Glasgow climate change conference lacks access for the disabled and others, critics say

GLASGOW, Scotland — Israel's energy minister, Karine Elharrar, said she was unable to attend the U.N. Climate Change Conference on Monday because security would not allow her wheelchair-accessible vehicle to enter. But she’s just one of many participants who are frustrated by the inadequacy of facilities at the conference.

Late Tuesday afternoon, mounting frustration among nongovernmental organizations led the U.S. Climate Action Network (USCAN) to send a letter to Trigg Talley, director of the Office of Global Change at the State Department, lamenting the lack of “transparency and access” in a variety of ways. (USCAN is a coalition of virtually all the major environmental advocacy groups, such as the Environmental Defense Fund and Friends of the Earth, that coordinates activism on global climate change negotiations.)

“We are alarmed by the lack of access at this COP, and implore US Officials in their party capacity of the UNFCCC [United Nations Framework Convention on Climate Change] to advocate for more access to observers to the various negotiation sessions and meetings,” the letter states.

Online, activists have complained that official meetings are not open to nongovernmental organizations to observe and there are no live video feeds in the rooms they are able to access.

More than 30,000 people have descended on Glasgow for the two-week-long round of climate negotiations, also known as COP26. That’s more than twice the number of hotel rooms in the midsize Scottish city, which is not a major tourism destination, and more than the number of people the Scottish Event Campus (SEC) can accommodate at any given time.

But the difficulty in finding accommodations outside the SEC pales in comparison to the challenge of finding a chair inside it.
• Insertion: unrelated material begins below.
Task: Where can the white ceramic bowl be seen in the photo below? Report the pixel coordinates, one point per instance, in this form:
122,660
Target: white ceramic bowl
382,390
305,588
Delegates, activists and journalists circle fruitlessly around tables and desks, searching in vain for a place to pull out their laptops, and often resort to working while standing or sitting on the floor.

Attendees at the UN Climate Change Conference in Glasgow, Scotland, struggle to find chairs at work stations.
Attendees at the U.N. Climate Change Conference in Glasgow, Scotland, struggle to find chairs at workstations. (Ben Adler/Yahoo News)
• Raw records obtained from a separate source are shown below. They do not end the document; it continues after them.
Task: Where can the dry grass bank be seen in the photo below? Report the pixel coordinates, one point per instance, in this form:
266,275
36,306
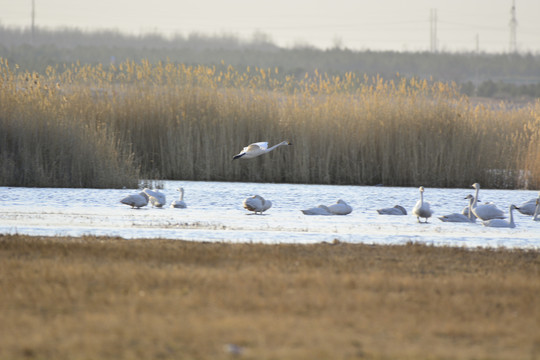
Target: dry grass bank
108,127
107,298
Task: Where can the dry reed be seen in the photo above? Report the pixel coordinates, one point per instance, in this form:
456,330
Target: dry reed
107,298
167,121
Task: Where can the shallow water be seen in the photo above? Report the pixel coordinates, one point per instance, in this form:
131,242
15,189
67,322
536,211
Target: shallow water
215,213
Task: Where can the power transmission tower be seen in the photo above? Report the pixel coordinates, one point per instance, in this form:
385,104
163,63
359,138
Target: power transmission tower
513,27
433,30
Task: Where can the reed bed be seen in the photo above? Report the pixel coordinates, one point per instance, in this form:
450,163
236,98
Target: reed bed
109,127
109,298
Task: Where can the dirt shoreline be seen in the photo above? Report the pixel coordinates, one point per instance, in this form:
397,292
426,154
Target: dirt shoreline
111,298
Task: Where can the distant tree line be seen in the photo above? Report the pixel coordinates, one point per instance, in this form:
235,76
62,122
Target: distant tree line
478,74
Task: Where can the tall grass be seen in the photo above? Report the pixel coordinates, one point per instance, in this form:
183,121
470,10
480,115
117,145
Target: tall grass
96,126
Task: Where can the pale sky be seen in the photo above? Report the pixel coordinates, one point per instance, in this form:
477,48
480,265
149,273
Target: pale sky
399,25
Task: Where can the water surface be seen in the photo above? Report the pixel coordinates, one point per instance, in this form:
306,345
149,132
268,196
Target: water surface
215,213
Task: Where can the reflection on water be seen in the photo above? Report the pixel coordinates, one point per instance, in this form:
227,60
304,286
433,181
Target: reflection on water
214,213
The lines to get in on the first day of the conference were so long that it resulted, according to a BBC reporter, in "members of delegations from Maldives, Nepal and Russia all missing meetings.” Lines on day two were almost as long.
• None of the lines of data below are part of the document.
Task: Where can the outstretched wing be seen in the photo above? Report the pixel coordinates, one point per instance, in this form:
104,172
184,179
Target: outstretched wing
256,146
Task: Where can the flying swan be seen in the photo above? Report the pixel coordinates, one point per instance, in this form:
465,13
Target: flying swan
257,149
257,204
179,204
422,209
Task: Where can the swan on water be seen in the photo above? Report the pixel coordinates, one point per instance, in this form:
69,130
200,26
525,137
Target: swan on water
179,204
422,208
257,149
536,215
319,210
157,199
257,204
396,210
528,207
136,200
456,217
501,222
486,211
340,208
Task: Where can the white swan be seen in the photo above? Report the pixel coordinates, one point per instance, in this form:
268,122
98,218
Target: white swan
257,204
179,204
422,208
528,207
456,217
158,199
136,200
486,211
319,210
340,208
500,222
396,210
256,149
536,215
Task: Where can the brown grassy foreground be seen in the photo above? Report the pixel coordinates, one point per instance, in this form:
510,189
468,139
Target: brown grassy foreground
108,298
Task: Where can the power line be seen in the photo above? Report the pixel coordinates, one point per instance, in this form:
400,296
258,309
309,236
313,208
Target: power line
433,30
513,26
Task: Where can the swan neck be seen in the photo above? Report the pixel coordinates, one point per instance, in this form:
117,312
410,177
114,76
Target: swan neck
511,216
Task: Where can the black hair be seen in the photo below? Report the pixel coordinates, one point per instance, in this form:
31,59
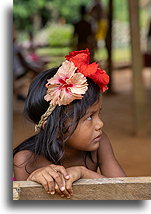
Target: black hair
60,125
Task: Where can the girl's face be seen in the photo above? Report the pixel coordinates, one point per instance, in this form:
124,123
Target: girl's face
87,135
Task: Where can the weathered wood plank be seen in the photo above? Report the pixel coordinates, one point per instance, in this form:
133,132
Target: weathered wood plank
129,188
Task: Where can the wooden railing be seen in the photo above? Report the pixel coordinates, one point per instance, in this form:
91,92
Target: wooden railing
127,188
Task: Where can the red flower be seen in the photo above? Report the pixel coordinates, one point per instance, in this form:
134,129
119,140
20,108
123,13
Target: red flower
81,60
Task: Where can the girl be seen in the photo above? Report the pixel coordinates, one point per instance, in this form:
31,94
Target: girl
65,104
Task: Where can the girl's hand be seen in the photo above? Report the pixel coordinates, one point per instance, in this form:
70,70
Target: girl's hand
48,176
75,174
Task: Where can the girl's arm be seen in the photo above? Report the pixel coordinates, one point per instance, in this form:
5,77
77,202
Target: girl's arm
108,165
41,171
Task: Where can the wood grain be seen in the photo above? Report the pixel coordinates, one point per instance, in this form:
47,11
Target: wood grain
129,188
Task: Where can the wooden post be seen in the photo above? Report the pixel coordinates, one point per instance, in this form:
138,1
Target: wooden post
137,67
126,188
109,43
While the security lines at the entrance have since become better organized, the infrastructure inside seems simply too limited to handle demand. Lines at the food hall — with the exception of the station serving traditional Scottish fare such as haggis — are typically long and slow-moving. Items are frequently sold out in the interior shops, water coolers have no cups, and no water bottles are provided or even sold.

No official tally of registered attendees has been made public, and USCAN claims the number is upwards of 55,000. “These are people that came here with the expectation that they would be able to participate, and they are not able to,” the network said in its letter. But USCAN also complains that many of its member organizations have not been allotted enough credentials. Giving out more credentials could exacerbate the capacity issues, but USCAN suggests a few approaches that could be helpful, including increasing the number of security checkpoints and allowing virtual attendees to participate, not just watch.

Adding insult to injury, Elharrar’s office said she was offered a shuttle to the conference, but the bus was not wheelchair-accessible. U.K. Prime Minister Boris Johnson apologized to her, and she attended on Tuesday by going in Israeli Prime Minister Naftali Bennett’s official motorcade, but it is not clear how the needs of other attendees with a similar situation would be handled.

Britain's Prime Minister Boris Johnson gives a fist bump to Israel's Energy Minister Karine Elharrar, who uses a wheelchair, at COP26.
U.K. Prime Minister Boris Johnson greets Israeli Energy Minister Karine Elharrar at the conference on Tuesday. (Alberto Pezzali /Pool/AFP via Getty Images)

In response to widespread complaints about various logistical issues, the UNFCCC, the organizing body of COP26, issued a statement essentially blaming the COVID-19 pandemic.

“The COVID-19 pandemic means that UNFCCC and the UK host government had to put many safety measures in place to protect the health of all participants,” the statement said. “This has meant reducing access to many spaces within the venue to ensure social distancing can be maintained as well as having to reduce the security and registration lanes in line with Covid-19-related protocols.”

The statement, however, did not address the specific issue of access for people with disabilities. The UNFCCC did not immediately respond to a request for comment from Yahoo News.